Researchers conducted three separate randomized evaluations, designed in partnership with the Chinese government, to study the effectiveness of three distinct health education campaigns in reducing anemia among primary school children in Shaanxi and Ningxia provinces in rural northwest China. In each evaluation, researchers randomly assigned schools to a distinct information campaign, the government-promoted approach of giving daily multivitamin supplements in school (except in Evaluation 3), or a comparison group that received neither information nor supplements. In all three studies, trained nurses measured hemoglobin concentration levels by collecting blood samples from grade four students both at the beginning of the school year (before random assignment) and at the end of the school year.

Evaluation 1 (October 2008—June 2009)
Researchers randomly assigned 66 schools in Shaanxi province to receive an information campaign, to receive daily iron supplements, or to serve as part of the comparison group. For the schools assigned to the information campaign, the school sent a letter to parents of all grade four students with information on anemia, their child’s anemia status, and ways to address anemia like including more iron-rich foods in their child’s diet or giving their child an iron supplement. For schools in the supplement group, teachers were instructed to give each student a daily multivitamin supplement containing iron.

Evaluation 2 (November2009—June 2010)
Researchers randomly assigned 60 schools in Shaanxi province to receive a slightly more intensive information campaign, to receive daily iron supplements, or to serve as part of the comparison group. For schools assigned to the information campaign, the school invited parents of fourth grade students to an information session in which a trained health professional shared information on anemia, its cognitive and physiological consequences, and strategies to address it. The recommended strategies were the same as in Evaluation 1. The health professional also distributed printed material on anemia: pamphlets to parents and posters to teachers. The supplement group was the same as in Evaluation 1 above.

Evaluation 3 (November 2010—June 2011)
Researchers tested the effectiveness of offering multiple information sessions. Researchers randomly assigned 50 schools in Ningxia province to the group receiving the information campaign or to the comparison group. (There was no iron supplement arm in this evaluation.) For the information campaign, the school invited parents of fourth grade students to two separate information sessions, held in the fall and spring semester. These sessions covered the same information as in Evaluation 2 above.

Results and policy lessons

Impact of Information Only: Across the three studies, neither hemoglobin levels nor anemia rates improved among children randomly assigned to one of the health education campaigns. This suggests that providing information to parents alone may not be enough to reduce childhood anemia.

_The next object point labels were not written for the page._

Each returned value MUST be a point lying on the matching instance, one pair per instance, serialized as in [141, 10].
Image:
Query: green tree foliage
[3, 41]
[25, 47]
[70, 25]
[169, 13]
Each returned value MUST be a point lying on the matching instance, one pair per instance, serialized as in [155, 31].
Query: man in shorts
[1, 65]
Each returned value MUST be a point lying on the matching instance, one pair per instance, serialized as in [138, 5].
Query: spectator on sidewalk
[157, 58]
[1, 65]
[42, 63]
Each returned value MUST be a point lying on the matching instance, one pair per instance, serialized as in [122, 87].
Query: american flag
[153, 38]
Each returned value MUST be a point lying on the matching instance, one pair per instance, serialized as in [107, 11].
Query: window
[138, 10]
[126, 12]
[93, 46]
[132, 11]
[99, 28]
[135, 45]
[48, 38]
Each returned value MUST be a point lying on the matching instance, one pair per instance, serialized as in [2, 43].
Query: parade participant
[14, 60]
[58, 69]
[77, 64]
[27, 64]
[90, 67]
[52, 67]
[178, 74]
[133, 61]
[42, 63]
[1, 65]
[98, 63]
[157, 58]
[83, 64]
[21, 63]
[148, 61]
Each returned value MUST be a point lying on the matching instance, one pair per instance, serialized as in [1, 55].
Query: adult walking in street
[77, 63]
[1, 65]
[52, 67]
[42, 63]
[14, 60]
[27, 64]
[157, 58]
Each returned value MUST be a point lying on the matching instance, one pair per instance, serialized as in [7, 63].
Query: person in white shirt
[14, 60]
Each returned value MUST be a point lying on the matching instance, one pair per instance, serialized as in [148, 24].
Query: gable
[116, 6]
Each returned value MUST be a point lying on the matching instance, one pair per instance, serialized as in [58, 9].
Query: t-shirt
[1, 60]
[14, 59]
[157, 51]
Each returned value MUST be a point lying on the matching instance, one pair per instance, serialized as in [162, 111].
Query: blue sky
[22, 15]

Impact of Providing Supplements: Providing daily multivitamin supplements was much more effective at increasing blood hemoglobin levels, though it did not improve hemoglobin levels enough to reduce anemia rates. In the two evaluations that included a supplement, hemoglobin concentration levels for students who were randomly assigned to receive daily multivitamins were higher relative to their respective comparison groups. In Evaluation 1, hemoglobin concentration among these students increased by 0.2 grams/deciliter relative to the comparison group at 12.48 grams/deciliter (a 1.6 percent increase). In Evaluation 2, hemoglobin concentration among the students who received the multivitamin supplement increased by 0.5 grams/deciliter relative to the comparison group at 13.03 grams/deciliter (a 3.8 percent increase). Despite these gains, hemoglobin levels did not increase enough to reduce the proportion of students who were anemic, perhaps because raising hemoglobin concentration to normal levels may require taking these supplements for a time period longer than that of the study.

Renfu Luo, Grant Miller, Yaojiang Shi, Linxiu Zhang, Huiping Zhang, Alexis Medina, and Scott Rozelle, "The Limits of Health and Nutrition Education: Evidence from Three Randomized-Controlled Trials in Rural China," CESifo Economic Studies 58, no 2 (2012): 385‰ÛÒ404.